Afastando-nos das considerações de ordem onomatológicas, é importante debruçarmo-nos sobre a parte técnica para percebermos o significado do que está a acontecer. Os algoritmos de HFT poderão ser caracterizados pelas suas necessidades técnicas. Havendo obviamente algumas especificidades dependendo da estratégia que é seguida por quem programa e comanda estes algoritmos, há coisas que se mantêm constantes: a necessidade de ingestão de enormes quantidades de dados financeiros, pois só assim se pode melhorar o desempenho das fórmulas estatísticas onde se baseiam os algoritmos; as necessidades computacionais para processar tais dados, que será o garante de que a análise será feita o mais depressa possível; a necessidade de, fisicamente, estes algoritmos estarem o mais próximo possível dos locais onde se efectuam as trocas financeiras, pois isso garante vantagens de nanossegundos que poderão ser a diferença entre ganhar ou perder dinheiro; a necessidade de estar ligado à rede através de ligações de latência extremamente baixa - ao ponto de já nem a fibra óptica ser rápida o suficiente; e por aí adiante.
Quando falávamos da “compressão das formas básicas da nossa realidade”, falávamos precisamente destas necessidades: o algoritmo ideal será capaz de ingerir, processar, decidir e efectivar a troca de forma instantânea - a compressão do tempo, de modo a que este deixe de ter significado. O algoritmo ideal também terá de comprimir o espaço, e terá de ser capaz de estar em Nova Iorque, Chicago, Londres, Tóquio, ou um outro qualquer grande centro financeiro, tudo em simultâneo.
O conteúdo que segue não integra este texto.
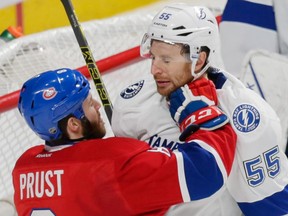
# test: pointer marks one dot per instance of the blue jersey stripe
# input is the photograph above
(250, 13)
(204, 177)
(275, 205)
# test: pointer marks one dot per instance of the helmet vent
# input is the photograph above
(179, 28)
(185, 34)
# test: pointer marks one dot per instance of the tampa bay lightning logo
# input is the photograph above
(246, 118)
(132, 90)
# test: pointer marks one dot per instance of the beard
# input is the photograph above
(92, 130)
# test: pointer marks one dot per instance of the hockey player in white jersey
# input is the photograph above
(181, 41)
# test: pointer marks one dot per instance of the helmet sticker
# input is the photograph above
(246, 118)
(132, 90)
(50, 93)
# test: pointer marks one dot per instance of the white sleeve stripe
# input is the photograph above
(216, 156)
(181, 177)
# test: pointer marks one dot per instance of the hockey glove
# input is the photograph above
(193, 107)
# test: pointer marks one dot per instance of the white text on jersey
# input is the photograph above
(41, 183)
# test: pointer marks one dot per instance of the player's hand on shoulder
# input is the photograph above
(194, 106)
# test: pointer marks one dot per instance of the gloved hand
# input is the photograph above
(194, 106)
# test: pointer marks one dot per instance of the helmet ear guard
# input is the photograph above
(180, 23)
(51, 96)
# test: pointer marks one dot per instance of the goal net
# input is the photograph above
(114, 43)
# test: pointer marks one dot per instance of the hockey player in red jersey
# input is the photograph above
(182, 42)
(78, 172)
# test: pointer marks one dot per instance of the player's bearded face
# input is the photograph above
(169, 67)
(93, 125)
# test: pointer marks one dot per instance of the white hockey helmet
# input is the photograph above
(195, 26)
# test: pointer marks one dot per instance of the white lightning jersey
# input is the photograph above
(259, 177)
(252, 24)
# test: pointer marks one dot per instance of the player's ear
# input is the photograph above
(201, 61)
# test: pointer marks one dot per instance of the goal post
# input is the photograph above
(114, 43)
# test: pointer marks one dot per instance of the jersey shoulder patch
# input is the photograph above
(246, 118)
(132, 90)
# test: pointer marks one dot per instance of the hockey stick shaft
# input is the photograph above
(89, 59)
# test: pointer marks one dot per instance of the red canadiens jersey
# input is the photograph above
(117, 176)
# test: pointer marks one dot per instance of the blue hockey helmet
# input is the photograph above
(47, 98)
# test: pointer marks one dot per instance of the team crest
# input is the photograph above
(132, 90)
(50, 93)
(246, 118)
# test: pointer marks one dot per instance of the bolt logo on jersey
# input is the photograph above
(246, 118)
(50, 93)
(132, 90)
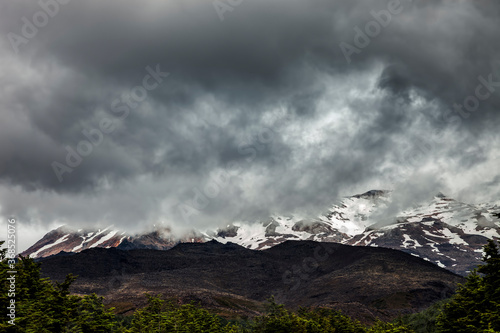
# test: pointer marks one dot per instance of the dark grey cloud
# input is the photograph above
(266, 97)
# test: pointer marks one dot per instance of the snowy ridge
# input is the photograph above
(446, 232)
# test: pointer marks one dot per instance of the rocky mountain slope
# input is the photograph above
(364, 282)
(64, 239)
(444, 231)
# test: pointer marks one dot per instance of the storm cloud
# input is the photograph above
(280, 107)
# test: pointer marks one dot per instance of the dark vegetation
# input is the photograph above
(46, 306)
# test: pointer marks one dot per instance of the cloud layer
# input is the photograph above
(260, 113)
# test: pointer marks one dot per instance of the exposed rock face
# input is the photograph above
(364, 282)
(64, 239)
(444, 231)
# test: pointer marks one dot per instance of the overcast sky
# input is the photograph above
(195, 113)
Quando se fala de frequência, e em especial de alta frequência, convém perceber que estamos a falar de um dado número de repetições da mesma acção numa unidade de tempo (em termos matemáticos: # de transacções / nanossegundos); posto isto, torna-se óbvio que o algoritmo ideal terá de ser capaz de efectuar um número de transacções a tender para o infinito, com a unidade de tempo a tender para os zero ns.
Tudo isto aponta para a tendência da concentração que se verifica na realidade. Como estes algoritmos funcionam na margem, e ganham através do volume de transacções efectuadas, as economias de escala irão favorecer as empresas que fizerem a gestão do maior número de activos. No limite, o que irá acontecer é que irão existir alguns (poucos) algoritmos responsáveis pela gestão da esmagadora maioria dos activos existentes, ficando só alguns restos para situações altamente especializadas ou que não possuam liquidez suficiente para que as trocas de alta frequência sejam rentáveis. Estamos portanto perante um caso óbvio do software que verdadeiramente açambarcou o mundo.